What is data science? And what does a data scientist actually do? Here’s your ultimate guide.
When it comes to decision-making, data is vital. This is true on a personal level, but absolutely essential on an organizational level—an overwhelming majority of today’s businesses and organizations rely on data-driven decision making and strategic plans in order to achieve their goals.
So who deals with this, and how? There are a range of roles that work with data in order to glean insights from it: from data analyst, to data scientist, to data engineer—and more.
In this article, we’ll focus on the fascinating field of data science. We’ll ask the following questions:
- What is data science?
- What is data science used for?
- What does a data scientist do?
- What is the life cycle of a data science project?
- What tools do data scientists use?
- What skills do you need to become a data scientist?
- How do I become a data scientist?
- What are some of the best data science courses?
- What is the average data scientist salary?
- Key takeaways and further reading
If you’d like to skip ahead to any section, simply use the clickable menu. Now, let’s get started!
1. What is data science?
According to Japanese statistician Chikio Hayashi, data science is a “concept to unify statistics, data analysis, informatics, and their related methods” in order to “understand and analyze actual phenomena” in data.

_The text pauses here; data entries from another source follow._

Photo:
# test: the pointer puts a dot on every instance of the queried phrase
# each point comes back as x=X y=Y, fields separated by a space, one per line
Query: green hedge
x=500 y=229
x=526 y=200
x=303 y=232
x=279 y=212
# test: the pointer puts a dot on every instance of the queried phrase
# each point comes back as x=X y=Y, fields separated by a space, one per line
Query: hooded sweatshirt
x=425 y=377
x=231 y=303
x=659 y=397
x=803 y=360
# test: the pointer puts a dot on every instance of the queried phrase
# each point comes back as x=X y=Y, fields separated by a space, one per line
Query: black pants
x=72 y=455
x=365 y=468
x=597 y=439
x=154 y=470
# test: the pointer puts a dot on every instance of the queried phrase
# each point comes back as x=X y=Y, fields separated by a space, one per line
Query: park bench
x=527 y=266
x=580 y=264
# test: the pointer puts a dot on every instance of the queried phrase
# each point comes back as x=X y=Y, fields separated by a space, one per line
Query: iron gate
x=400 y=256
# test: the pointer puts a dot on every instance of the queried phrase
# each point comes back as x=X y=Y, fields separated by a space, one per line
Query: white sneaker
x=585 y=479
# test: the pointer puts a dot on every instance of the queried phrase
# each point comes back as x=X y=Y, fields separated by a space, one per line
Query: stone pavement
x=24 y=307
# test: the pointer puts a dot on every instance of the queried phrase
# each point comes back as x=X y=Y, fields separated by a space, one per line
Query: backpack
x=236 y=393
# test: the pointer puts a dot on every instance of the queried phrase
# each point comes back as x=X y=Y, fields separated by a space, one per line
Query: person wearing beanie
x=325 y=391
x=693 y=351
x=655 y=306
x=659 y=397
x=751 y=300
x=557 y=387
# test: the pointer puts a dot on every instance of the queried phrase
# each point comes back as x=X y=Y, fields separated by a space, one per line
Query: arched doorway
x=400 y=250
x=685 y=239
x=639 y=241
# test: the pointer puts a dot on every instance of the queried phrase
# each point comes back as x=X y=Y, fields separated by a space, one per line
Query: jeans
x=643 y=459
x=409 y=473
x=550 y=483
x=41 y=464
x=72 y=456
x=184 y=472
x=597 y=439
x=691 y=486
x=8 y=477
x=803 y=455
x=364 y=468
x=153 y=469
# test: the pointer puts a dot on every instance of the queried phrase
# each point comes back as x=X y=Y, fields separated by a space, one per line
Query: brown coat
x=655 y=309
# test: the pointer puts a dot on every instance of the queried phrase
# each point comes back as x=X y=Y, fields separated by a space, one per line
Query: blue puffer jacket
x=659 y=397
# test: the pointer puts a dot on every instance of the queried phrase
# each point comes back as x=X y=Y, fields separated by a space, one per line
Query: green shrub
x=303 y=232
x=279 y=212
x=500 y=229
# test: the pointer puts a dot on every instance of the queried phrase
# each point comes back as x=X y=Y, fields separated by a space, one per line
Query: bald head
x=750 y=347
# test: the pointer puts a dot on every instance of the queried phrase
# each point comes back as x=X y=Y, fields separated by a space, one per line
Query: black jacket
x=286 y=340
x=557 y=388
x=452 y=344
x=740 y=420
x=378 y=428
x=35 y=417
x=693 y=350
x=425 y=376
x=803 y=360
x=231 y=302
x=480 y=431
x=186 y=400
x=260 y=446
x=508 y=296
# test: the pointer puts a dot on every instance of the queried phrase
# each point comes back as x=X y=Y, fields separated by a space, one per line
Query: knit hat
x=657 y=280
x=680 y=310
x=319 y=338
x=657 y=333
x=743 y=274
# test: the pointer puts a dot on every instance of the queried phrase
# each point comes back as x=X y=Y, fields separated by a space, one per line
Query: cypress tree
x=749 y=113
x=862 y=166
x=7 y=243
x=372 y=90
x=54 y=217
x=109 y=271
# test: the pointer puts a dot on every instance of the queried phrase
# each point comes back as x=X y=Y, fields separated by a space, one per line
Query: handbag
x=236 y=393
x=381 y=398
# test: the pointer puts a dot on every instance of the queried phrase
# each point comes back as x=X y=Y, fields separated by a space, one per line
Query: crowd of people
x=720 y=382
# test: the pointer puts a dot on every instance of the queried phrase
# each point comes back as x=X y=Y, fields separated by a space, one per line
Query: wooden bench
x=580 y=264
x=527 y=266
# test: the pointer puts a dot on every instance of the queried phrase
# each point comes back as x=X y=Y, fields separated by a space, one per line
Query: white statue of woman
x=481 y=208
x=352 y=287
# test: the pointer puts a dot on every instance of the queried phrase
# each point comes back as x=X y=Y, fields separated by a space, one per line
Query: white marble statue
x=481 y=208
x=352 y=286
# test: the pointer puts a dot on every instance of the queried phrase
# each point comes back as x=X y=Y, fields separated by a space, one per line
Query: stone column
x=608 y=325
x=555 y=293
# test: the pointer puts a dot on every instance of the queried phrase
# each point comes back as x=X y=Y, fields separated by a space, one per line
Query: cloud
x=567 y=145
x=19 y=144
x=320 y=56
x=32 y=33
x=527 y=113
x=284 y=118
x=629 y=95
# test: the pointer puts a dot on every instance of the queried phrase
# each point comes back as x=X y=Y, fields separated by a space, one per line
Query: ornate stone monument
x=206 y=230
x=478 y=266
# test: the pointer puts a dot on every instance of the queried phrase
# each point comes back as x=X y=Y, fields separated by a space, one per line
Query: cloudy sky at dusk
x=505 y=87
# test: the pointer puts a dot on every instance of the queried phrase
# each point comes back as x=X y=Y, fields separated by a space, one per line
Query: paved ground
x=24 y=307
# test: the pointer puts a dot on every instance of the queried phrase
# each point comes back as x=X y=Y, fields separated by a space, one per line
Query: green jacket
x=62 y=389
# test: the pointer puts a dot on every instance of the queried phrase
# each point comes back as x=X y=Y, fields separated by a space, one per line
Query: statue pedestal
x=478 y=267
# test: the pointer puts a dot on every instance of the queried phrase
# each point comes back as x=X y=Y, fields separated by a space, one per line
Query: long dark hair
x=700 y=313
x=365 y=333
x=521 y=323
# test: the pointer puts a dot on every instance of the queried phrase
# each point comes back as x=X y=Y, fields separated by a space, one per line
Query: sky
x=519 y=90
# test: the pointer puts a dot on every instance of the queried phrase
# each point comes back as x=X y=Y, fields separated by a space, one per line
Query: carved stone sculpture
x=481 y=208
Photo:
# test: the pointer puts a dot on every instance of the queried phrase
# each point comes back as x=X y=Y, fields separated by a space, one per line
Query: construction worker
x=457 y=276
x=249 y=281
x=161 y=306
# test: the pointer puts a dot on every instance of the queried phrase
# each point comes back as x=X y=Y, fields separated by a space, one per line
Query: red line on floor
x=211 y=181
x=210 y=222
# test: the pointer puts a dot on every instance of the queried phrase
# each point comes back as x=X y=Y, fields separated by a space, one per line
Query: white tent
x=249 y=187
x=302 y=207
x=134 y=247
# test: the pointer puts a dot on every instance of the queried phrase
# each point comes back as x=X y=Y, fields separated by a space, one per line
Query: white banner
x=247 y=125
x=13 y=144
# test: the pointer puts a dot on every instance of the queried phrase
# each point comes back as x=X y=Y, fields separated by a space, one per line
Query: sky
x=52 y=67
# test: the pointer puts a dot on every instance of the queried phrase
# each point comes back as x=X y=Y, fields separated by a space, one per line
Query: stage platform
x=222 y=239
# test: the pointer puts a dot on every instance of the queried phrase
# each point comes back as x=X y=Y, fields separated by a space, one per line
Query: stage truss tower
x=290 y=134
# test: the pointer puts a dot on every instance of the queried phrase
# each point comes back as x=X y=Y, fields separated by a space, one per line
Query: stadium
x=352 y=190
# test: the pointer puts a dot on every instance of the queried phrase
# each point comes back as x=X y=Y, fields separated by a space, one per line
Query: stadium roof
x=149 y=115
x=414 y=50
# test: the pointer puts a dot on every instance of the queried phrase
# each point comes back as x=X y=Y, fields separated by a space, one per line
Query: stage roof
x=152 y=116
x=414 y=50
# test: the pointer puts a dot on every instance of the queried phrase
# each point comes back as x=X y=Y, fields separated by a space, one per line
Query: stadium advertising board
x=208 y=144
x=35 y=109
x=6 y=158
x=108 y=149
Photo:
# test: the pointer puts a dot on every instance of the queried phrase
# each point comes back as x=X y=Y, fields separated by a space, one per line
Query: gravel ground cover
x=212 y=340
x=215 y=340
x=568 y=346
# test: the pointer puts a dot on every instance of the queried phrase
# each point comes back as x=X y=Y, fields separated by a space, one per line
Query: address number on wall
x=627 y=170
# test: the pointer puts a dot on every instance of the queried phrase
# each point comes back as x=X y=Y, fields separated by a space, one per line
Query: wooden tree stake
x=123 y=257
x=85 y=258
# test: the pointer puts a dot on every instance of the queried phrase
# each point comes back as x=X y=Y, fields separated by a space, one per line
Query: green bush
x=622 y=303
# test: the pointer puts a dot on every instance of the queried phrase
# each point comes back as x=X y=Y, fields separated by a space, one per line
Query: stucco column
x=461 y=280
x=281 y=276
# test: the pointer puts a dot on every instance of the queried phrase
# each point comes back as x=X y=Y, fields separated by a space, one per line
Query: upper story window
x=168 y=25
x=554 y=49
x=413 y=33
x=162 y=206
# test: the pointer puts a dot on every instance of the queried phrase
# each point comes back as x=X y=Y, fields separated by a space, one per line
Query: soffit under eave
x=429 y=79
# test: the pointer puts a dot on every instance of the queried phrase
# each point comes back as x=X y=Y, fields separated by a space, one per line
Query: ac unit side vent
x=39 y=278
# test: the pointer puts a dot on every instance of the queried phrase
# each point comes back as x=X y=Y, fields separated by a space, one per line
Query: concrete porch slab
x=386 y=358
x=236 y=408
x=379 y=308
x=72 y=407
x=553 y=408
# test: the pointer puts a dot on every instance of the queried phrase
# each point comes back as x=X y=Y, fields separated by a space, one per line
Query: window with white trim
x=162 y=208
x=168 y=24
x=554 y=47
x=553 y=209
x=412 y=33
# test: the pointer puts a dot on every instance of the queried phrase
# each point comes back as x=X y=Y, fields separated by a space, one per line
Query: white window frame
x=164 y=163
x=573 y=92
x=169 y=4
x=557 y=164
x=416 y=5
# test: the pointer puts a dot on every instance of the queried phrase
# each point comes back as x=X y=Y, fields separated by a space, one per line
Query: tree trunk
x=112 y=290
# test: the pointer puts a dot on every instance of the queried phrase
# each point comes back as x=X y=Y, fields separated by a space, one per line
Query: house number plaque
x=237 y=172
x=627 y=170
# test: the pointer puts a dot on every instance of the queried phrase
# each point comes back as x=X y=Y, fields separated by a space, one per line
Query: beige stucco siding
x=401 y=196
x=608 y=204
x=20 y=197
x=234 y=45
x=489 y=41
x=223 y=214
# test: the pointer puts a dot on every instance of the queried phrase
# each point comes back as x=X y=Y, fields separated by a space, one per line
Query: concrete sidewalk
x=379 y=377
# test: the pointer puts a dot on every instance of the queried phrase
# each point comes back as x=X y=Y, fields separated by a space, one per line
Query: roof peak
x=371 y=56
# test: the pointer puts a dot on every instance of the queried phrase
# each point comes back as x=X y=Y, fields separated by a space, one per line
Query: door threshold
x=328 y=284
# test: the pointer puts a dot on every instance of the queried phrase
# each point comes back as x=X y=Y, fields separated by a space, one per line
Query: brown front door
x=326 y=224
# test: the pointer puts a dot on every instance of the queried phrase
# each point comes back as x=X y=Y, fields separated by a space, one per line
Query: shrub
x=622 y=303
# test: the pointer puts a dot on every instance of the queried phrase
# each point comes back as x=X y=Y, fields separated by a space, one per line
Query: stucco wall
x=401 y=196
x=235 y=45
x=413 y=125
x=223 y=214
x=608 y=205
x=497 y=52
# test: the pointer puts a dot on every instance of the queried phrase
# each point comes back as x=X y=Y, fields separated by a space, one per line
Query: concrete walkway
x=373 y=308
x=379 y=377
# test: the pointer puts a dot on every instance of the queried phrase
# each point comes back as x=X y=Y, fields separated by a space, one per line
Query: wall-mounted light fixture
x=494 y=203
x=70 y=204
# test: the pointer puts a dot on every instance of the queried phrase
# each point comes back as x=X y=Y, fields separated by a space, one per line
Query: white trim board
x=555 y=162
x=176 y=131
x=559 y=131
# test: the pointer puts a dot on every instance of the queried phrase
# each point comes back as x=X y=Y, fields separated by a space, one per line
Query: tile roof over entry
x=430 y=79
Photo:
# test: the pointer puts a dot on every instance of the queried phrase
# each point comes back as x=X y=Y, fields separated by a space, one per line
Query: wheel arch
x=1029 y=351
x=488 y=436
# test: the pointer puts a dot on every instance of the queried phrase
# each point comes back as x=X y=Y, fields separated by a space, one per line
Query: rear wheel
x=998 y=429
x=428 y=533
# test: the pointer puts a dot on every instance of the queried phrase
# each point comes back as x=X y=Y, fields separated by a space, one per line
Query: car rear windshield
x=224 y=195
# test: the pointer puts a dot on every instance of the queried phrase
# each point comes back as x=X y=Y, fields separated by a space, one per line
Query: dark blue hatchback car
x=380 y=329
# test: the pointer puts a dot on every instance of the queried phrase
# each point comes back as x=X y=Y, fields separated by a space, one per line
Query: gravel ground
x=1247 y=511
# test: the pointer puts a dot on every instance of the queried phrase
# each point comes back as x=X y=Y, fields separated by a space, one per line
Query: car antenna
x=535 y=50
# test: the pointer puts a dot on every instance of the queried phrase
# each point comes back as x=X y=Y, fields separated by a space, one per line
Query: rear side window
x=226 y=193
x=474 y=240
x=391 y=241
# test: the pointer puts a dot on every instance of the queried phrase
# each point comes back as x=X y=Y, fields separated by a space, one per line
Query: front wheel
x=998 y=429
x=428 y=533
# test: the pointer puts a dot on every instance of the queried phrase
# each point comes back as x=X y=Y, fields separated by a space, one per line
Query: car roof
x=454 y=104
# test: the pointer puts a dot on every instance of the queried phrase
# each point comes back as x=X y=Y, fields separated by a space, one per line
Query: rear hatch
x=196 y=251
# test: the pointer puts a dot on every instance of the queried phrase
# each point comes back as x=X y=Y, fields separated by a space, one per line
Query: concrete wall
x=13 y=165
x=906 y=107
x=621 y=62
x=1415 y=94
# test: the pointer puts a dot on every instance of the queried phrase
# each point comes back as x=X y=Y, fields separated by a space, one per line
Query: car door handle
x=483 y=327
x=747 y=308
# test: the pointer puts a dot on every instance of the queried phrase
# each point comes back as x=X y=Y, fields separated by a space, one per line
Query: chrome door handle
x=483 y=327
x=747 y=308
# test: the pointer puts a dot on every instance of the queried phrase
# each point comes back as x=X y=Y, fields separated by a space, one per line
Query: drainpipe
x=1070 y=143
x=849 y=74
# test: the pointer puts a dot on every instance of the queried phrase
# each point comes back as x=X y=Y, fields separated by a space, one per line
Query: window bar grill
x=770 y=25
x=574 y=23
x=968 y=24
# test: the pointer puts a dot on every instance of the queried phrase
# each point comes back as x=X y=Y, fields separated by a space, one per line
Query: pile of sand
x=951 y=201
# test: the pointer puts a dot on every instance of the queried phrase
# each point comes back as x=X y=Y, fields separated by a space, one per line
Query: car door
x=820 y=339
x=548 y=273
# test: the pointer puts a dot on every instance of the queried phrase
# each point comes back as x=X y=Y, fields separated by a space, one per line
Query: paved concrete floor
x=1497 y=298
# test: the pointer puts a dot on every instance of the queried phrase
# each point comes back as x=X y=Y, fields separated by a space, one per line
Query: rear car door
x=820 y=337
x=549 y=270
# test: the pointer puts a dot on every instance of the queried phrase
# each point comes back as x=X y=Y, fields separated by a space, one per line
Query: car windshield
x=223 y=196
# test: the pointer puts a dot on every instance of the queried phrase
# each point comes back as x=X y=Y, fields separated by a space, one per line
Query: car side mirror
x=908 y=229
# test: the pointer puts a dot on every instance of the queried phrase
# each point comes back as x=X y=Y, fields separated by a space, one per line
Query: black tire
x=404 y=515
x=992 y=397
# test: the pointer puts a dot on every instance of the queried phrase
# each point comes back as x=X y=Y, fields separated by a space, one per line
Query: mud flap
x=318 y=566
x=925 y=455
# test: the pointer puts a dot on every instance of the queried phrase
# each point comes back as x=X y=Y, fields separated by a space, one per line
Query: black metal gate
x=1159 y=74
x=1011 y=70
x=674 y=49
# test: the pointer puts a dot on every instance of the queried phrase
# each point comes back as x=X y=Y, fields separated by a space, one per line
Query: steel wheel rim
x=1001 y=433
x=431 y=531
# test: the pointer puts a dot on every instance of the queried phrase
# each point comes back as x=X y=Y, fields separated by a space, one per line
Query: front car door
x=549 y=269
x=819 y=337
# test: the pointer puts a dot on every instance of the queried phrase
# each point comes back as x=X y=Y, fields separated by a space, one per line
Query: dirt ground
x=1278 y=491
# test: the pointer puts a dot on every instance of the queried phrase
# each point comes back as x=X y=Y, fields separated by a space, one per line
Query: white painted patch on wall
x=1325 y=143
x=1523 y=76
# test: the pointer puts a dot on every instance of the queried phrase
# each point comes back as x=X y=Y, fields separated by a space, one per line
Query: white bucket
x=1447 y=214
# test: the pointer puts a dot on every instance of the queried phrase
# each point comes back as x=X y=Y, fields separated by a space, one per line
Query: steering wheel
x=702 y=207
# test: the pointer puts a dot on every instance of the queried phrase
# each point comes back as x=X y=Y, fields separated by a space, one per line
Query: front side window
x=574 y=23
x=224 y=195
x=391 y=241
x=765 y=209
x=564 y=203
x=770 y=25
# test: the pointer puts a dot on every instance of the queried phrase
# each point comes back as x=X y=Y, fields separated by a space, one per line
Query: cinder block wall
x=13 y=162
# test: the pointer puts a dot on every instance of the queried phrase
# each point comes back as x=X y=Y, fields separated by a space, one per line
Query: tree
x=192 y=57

So, what does this mean in plainer language? It means that data science is a multidisciplinary field that uses a variety of methods to make use of the vast amounts of data available to us and extract valuable insights that help drive future decision-making for individuals and organizations.
So, what are some of these disciplines, then? In data science, skills such as data analytics, machine learning, computer science and artificial intelligence are all employed in order for data scientists to research and identify areas of interest within their organization.
2. What is data science used for?
Data science is used to provide the data-driven insights that help answer questions that stakeholders in an organization may have. But what does this really mean? In this section, we’ll list some of the common business applications for data science.
Predicting individual consumer behavior
In order to determine how much revenue a retailer can expect from an individual customer, data scientists will look to produce a metric known as ‘customer life value’, or CSV. Data scientists will make use of predictive analytics that can be applied to various aspects of the customer’s retail experience, which build up an accurate picture for the retailer and allows them to offer greater customer personalization, enhancing the retail experience for the consumer.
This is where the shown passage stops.